Updated

Investors began bailing out of Genentech Inc. (DNA) on Wednesday after the world's second-biggest biotechnology company delivered fourth-quarter earnings that lacked their usual glitter.

Its shares fell as much as 6.7 percent as some analysts questioned the company's ability to sustain its seemingly unstoppable earnings momentum.

"Genentech is a company that has enjoyed an embarrassment of riches over the past two-plus years," said Michael King, an analyst at Rodman & Renshaw, who cut his rating on the stock to "market perform."

"However, the investment necessary to support its pipeline appears to now be sapping earnings growth."

Genentech's shares soared 70 percent last year, outperforming those of its peer group, as the company reported one piece of good news after another on the effectiveness of its drugs.
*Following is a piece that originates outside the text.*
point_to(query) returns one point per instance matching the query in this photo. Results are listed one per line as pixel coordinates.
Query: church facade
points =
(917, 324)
On Tuesday, after the market closed, it said fourth-quarter profit rose 64 percent. But sales of its colon cancer drug Avastin fell short of expectations.

Investors had hoped more doctors would prescribe Avastin for lung and breast cancer, something they are allowed to do even though the drug has not yet been approved for those uses.
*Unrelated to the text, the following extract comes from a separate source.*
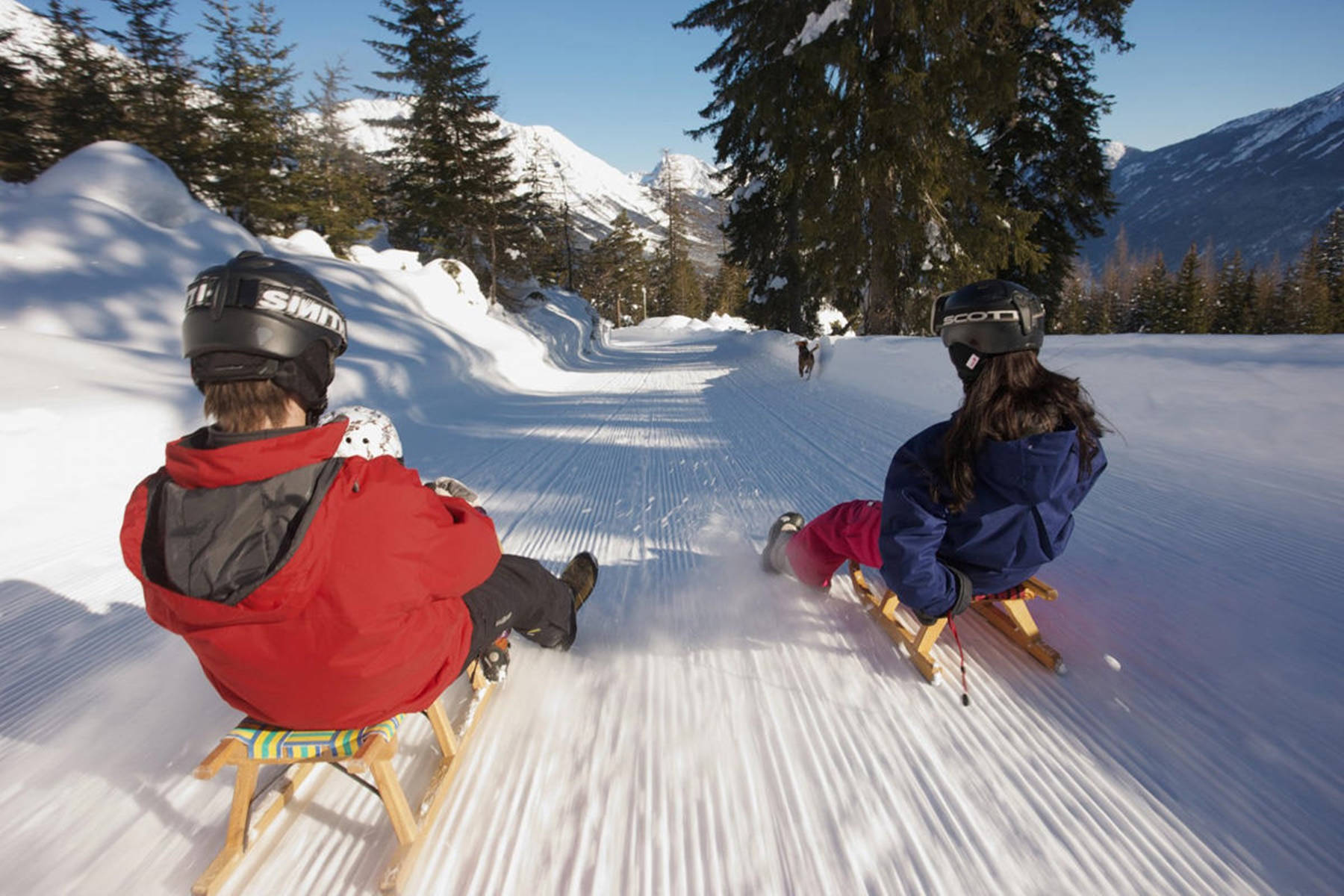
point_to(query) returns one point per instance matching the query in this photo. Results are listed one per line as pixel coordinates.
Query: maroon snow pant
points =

"Avastin is a key driver for future growth and needs to beat estimates at this point in its launch in order to justify the current valuation," said Eric Ende, an analyst at Merrill Lynch, who cut his rating on Genentech to "neutral."

Genentech's stock is trading at a multiple of 52 times expected 2006 earnings. That compares with multiples of 21 for rival Amgen Inc. (AMGN) and 24 for Biogen Inc. (BIIB).
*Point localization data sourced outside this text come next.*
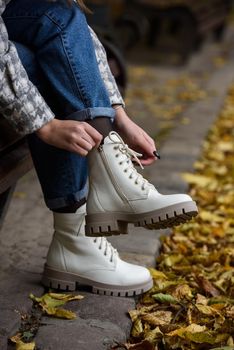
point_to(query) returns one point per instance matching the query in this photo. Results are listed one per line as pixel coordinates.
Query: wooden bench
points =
(15, 161)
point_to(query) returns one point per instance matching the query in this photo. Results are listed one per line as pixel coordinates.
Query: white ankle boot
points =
(119, 195)
(74, 259)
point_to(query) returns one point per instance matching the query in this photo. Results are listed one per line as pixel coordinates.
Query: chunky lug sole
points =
(108, 224)
(67, 281)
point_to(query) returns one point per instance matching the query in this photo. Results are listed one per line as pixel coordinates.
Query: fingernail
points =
(157, 155)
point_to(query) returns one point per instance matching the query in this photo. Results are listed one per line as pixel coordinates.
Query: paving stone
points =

On a conference call with investors, Genentech's commentary on Avastin was not entirely reassuring, said Eric Schmidt, an analyst at SG Cowen, who has a "neutral" rating on the stock.

"They admitted there was a variety of factors in 2006, including reimbursement, that could impact sales," he said.

But Susan Desmond-Hellmann, Genentech's president of product development, struck an upbeat note, saying in an interview that the company may increase its 2010 financial targets because of its recent successes.

"We didn't know there would be so much upside surprise in 2005 when we set the 2010 targets," she said.

Schmidt said estimates for potential sales of Avastin by 2010 range from $4 billion to $8 billion, assuming it wins approval to be used in other cancers.

"If the company can achieve the higher end of that range, the stock could continue to work," he said.

Jason Kantor, an analyst at RBC Capital Markets, said Genentech's relatively high multiple was justified.

"We believe continued strong oncology sales and operational execution will sustain the premium multiple versus the peer group through 2006 and beyond," he said.

Ronald Renaud of JP Morgan said that while appearing expensive on a near-term basis versus its peers, "we think Genentech is poised to deliver impressive growth for the foreseeable future."

Shares of Genentech rose 70 percent in 2005 and are up nearly five-fold since 2003. The American Stock Exchange biotech index gained 25 percent in 2005 and has nearly doubled since 2003.

Genentech's shares were down 4.3 percent to $89.30 in afternoon trading on the New York Stock Exchange after falling as low as $87.10 earlier in the day.